'China won't repeat Japan's forex error'

20 Sep, 2010

China will not repeat Japan's mistake of the 1980s and let its exchange rate surge in response to foreign pressure, Li Daokui, an adviser to the People's Bank of China, said on Sunday. Li, an economics professor at Tsinghua University in Beijing, said arm-twisting from abroad over the yuan was only beginning.
"External pressure for China to appreciate the yuan is going to increase in the next several years," Li told a forum. But he said the exchange rate was only one of many tools China could deploy to adjust the structure of its economy and reduce its external payments surplus. For instance, as a large country, China's scope to boost domestic demand was vast.
"So it is no longer necessary for China to achieve trade balance only by appreciating the yuan. We can also improve our trade structure by increasing imports, which is what we are doing now," Li told Reuters on the sidelines of the conference.
As a percentage of GDP, China's current account surplus this year is likely to be less than half the 11 percent peak it reached in 2007.
Li, a member of the central bank's monetary policy committee, said the economic circumstances in China today were different from those in Japan in 1985.
The yen rose sharply after Japan and other leading economies sealed the Plaza Accord in 1985 to bring about an orderly decline in the dollar to reduce a bulging US current account deficit.
As money poured into Japan to chase the yen higher, loose monetary policy inflated an asset price bubble that burst at the start of the 1990s, ushering in two decades of economic stagnation and a battle against deflation that is still not won.
Policymakers and researchers in China are acutely aware of Japan's experience.

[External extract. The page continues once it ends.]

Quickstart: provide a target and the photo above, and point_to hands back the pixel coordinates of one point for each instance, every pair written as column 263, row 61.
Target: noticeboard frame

"China will not go down the path Japan took and give in to foreign pressure on the issue of the yuan's exchange rate," Li said. He urged US lawmakers, who are considering legislation to punish China for what they see as an unfairly cheap yuan, to stop pointing figures at Beijing over the exchange rate. "The US should pay much more attention to its own problems. What has the US done while we have been reducing our trade surplus?" Li said.